She pushed up onto her hands, only realizing that her blankets had fallen around her waist when his gaze dropped down her body. Her nightgown covered her well, but it was of a fine, thin fabric, and she felt almost naked in it compared to the layers of garments she wore like a shield during the day. She pulled the blankets back up and tucked them beneath her arms, across her chest.
“Why are you here?” she asked.
“I was worried about you.” He hesitated. “It was ... a strange feeling, one I can’t explain.”
“I did not hear you knock; nor did I invite you in.” The faintest scent reached her. “I smell ... strong spirits.” She wondered if drink lowered his every inhibition?
He grunted. “I did not drink nearly as much as your brother. Considering his thin build, I am amazed that he still functions at the end of the night.”
“He returned with you?”
“No. He said he had more entertainment to enjoy.”
“But not you?”
In the gloom, she could see the shrug of his big shoulders.
“I am too old for such pointless endeavors. And I never did like wondering what I said or did while inebriated.”
“But surely you’ve been in that state a time or two,” she said, scooting back to lean into her pillows.
“Every man has. And I know Appertan is still a very young man, but one with many responsibilities that he cannot continue to ignore.”
“You are a viscount, with your own responsibilities. Surely you should not have overimbibed.”
He rested his cane across his thighs. “My father was still alive when I enlisted. He was embarrassed by my decision and furious with me, but just to prove myself, I decided to drink like a man with the other soldiers.”
“You showed him,” she murmured, fighting to keep from smiling.
He sighed. “I certainly did. I wasn’t even ten miles from home. We drank so much and brawled to show our fighting prowess that the tavern owner complained to our company sergeant. The man had great pride in wearing the uniform and thought little of someone who dishonored it. And I was wearing my uniform—when you’re enlisted, you have to, at all times.”

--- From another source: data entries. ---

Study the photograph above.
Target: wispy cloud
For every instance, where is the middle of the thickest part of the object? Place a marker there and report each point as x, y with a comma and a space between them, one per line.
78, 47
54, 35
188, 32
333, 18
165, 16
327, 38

“But surely a few drunken soldiers weren’t all that unusual.”
“But I was a drunken baron, my courtesy title. The sergeant dragged my ass—forgive me—he dragged me back to my father and threatened to discharge me then and there.”
She winced. “And proud man that you are, I imagine you did not take well to that.”

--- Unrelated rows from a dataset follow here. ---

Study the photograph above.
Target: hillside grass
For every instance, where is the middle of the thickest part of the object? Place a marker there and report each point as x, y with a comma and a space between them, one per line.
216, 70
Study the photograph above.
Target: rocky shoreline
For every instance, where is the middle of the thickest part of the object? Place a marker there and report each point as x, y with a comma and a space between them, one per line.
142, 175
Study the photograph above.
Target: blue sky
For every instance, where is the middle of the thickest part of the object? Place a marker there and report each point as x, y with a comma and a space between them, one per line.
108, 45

“I was humiliated, and it was all my own fault. Never again did I embarrass myself that way.” He hesitated. “It was the last time I ever saw my father. I inherited the viscountcy six months later, when he had an apoplexy and died.”

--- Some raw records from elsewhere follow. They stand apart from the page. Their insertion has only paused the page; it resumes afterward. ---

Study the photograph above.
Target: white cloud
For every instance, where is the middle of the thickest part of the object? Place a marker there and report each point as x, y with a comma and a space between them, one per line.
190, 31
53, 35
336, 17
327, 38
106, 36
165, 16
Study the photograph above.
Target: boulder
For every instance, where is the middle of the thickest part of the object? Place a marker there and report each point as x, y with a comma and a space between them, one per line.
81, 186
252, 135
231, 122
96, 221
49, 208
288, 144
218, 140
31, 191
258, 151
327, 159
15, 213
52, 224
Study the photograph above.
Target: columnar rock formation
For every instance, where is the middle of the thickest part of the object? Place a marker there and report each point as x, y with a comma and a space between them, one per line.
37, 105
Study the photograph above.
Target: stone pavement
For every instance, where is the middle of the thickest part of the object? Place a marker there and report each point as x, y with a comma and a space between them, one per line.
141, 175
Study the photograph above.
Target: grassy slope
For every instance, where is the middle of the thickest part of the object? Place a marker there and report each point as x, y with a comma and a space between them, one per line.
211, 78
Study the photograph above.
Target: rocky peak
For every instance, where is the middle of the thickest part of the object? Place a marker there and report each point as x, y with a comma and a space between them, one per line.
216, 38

“I’m sorry your last memory was a poor one. Surely he was proud of you, that your letters—”
“It was six months before I arrived in India. By the time I posted my first letter, he was already dead.”
She shouldn’t speak, but the words tumbled out of her. “I hope the letter informing you of his death was as kind as yours was to me.”
Old sorrows hung between them like laundry abandoned on the line.
“I only spoke the truth about Lord Appertan,” he said quietly. “He was a great man.”
She thought of Lord Blackthorne’s many letters to her since, asking how she did, telling her of his daily life without revealing much bloodshed. But she had begun to know his letters well, and could read between the lines, the tension of a border dispute, the endless waiting and worry when he’d sent a detachment into danger. He’d not been sentimental or full of flowery phrases, but clear and concise and reliable.
Such a man could not want her dead. He would have had to plan it from the moment of her father’s death, crafting his letters to appeal to her, planning to visit her all along.
Squeezing her eyes shut, she leaned back into the pillow with a sigh.
“You are tired,” Lord Blackthorne said as he rose.
She tried not to tense, remembering how he’d touch her—how she’d allowed it, dwelled on the sensation. He limped toward the dressing-room door.